---
title: "A beautiful GitOps day I - Cluster initialization with Terraform and K3s"
date: 2023-08-19
description: "Follow this opinionated guide as starter-kit for your own Kubernetes platform..."
tags: ["kubernetes", "terraform", "hetzner", "k3s", "gitops"]
---
{{< lead >}}
Use GitOps workflow for building a production grade on-premise Kubernetes cluster on cheap VPS provider, with complete CI/CD 🎉
{{< /lead >}}
This is the **Part I** of more global topic tutorial. [Back to guide summary]({{< ref "/posts/10-a-beautiful-gitops-day" >}}) for intro.
## The boring part (prerequisites)
Before attack the next part of this guide, I'll assume you have hard prerequisites.
### External providers
* A valid domain name with access to a the DNS zone administration, I'll use [Cloudflare](https://www.cloudflare.com/) and `kube.rocks` as sample domain
* [Hetzner Cloud](https://www.hetzner.com/cloud) account
* Any S3 bucket for long-term storage (backups, logs), I'll use [Scaleway](https://www.scaleway.com/) for this guide
* Any working SMTP account for transactional emails, not hardly required but maybe more handy
### Terraform variables
For better fluidity, here is the expected list of variables you'll need to prepare. Store them in a secured place.

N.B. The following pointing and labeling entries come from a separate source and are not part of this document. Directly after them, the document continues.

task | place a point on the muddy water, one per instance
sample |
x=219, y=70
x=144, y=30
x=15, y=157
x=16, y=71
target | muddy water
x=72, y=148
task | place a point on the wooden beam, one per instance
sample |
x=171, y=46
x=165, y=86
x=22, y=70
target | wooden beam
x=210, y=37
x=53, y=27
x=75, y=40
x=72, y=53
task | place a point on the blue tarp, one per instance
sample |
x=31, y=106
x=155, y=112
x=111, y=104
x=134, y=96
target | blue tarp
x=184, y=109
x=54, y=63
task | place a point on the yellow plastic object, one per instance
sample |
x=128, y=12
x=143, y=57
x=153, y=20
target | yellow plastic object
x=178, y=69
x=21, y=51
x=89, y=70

| Variable | Sample value | Note |
| ----------------- | ------------------------------- | ------------------------------------------------------------------------------- |
| `hcloud_token` | xxx | Token of existing **empty** Hetzner Cloud project 1 |
| `domain_name` | kube.rocks | Valid registred domain name |
| `acme_email` | | Valid email for Let's Encrypt registration |
| `dns_api_token` | xxx | Token of your DNS provider for issuing certificates 2 |
| `ssh_public_key` | ssh-ed25519 xxx | Your public SSH key for cluster OS level access 3 |
| `whitelisted_ips` | [82.82.82.82] | List of dedicated public IPs allowed for cluster management access 4 |
| `s3_endpoint` | s3.fr-par.scw.cloud | Custom endpoint if not using AWS |
| `s3_region` | fr-par | |
| `s3_bucket` | kuberocks | |
| `s3_access_key` | xxx | |
| `s3_secret_key` | xxx | |
| `smtp_host` | smtp-relay.brevo.com | |
| `smtp_port` | 587 | |
| `smtp_user` | | |
| `smtp_password` | xxx | |
1 Check [this link](https://github.com/hetznercloud/cli#getting-started>) for generating a token
2 Check cert-manager documentation to generate the token for supporting DNS provider, [example for Cloudflare](https://cert-manager.io/docs/configuration/acme/dns01/cloudflare/#api-tokens)

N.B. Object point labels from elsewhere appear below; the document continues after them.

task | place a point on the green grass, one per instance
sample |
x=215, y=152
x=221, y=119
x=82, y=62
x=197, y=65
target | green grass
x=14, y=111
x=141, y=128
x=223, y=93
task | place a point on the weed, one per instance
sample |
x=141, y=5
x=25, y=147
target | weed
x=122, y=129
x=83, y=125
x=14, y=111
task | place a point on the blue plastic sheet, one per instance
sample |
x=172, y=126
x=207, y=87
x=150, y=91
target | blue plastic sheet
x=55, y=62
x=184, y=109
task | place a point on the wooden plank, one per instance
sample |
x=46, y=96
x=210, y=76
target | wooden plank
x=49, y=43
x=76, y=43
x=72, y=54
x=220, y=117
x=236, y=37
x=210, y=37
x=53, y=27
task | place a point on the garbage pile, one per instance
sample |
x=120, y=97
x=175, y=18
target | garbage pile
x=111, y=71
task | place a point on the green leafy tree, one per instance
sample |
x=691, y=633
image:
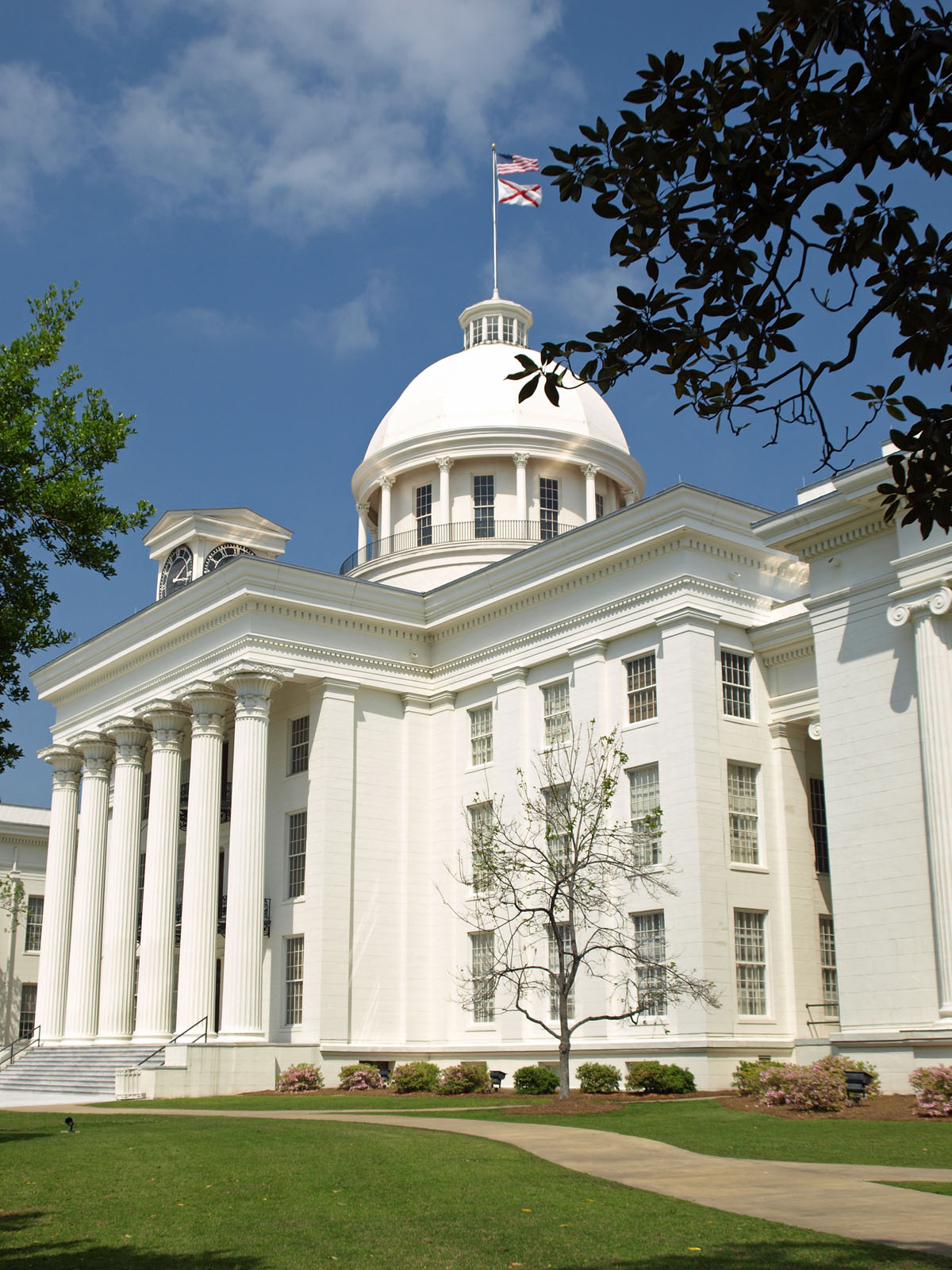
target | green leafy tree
x=550, y=893
x=55, y=442
x=731, y=184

3 Generate a new SSH key with `ssh-keygen -t ed25519 -C "me@kube.rocks"`
4 If your ISP doesn't provide static IP, you may need to use a custom VPN, hopefully Hetzner provide a self-hostable [one-click solution](https://github.com/hetznercloud/apps/tree/main/apps/hetzner/wireguard).
For more enterprise grade solution check [Teleport](https://goteleport.com/), which is not covered by this guide. Whatever the solution is, it's essential to have at least one of them for obvious security reasons.
### Local tools
* Git and SSH obviously
* [Terraform](https://www.terraform.io/downloads.html) >= 1.5.0
* Hcloud CLI >= 1.35.0 already connected to an **empty** project
* Kubernetes CLI
* [Flux CLI](https://fluxcd.io/flux/cmd/) for CD
* [Fly CLI](https://github.com/concourse/concourse/releases/latest) for CI
## Cluster initialization using Terraform
For that we'll using the official [Hetzner Cloud provider](https://registry.terraform.io/providers/hetznercloud/hcloud) for Terraform.

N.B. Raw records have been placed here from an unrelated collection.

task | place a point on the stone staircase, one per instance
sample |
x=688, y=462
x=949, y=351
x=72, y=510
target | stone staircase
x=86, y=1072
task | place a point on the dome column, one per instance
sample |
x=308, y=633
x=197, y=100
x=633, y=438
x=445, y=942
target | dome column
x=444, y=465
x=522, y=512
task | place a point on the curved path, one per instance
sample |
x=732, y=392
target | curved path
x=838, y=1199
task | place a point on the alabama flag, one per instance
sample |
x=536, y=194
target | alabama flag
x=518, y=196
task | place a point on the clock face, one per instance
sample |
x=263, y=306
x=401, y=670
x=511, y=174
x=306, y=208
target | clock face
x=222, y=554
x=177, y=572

However, writing all terraform logic from scratch is a bit tedious, even more if including K3s initial setup, so a better approach is to use a dedicated module that will considerably reduce code boilerplate.
### Choosing K3s Terraform module
We have mainly 2 options:
* Using the strongest community driven module for Hetzner: [Kube Hetzner](https://registry.terraform.io/modules/kube-hetzner/kube-hetzner/hcloud/latest)
* Write our own reusable module or using my [existing start-kit module](https://registry.terraform.io/modules/okami101/k3s)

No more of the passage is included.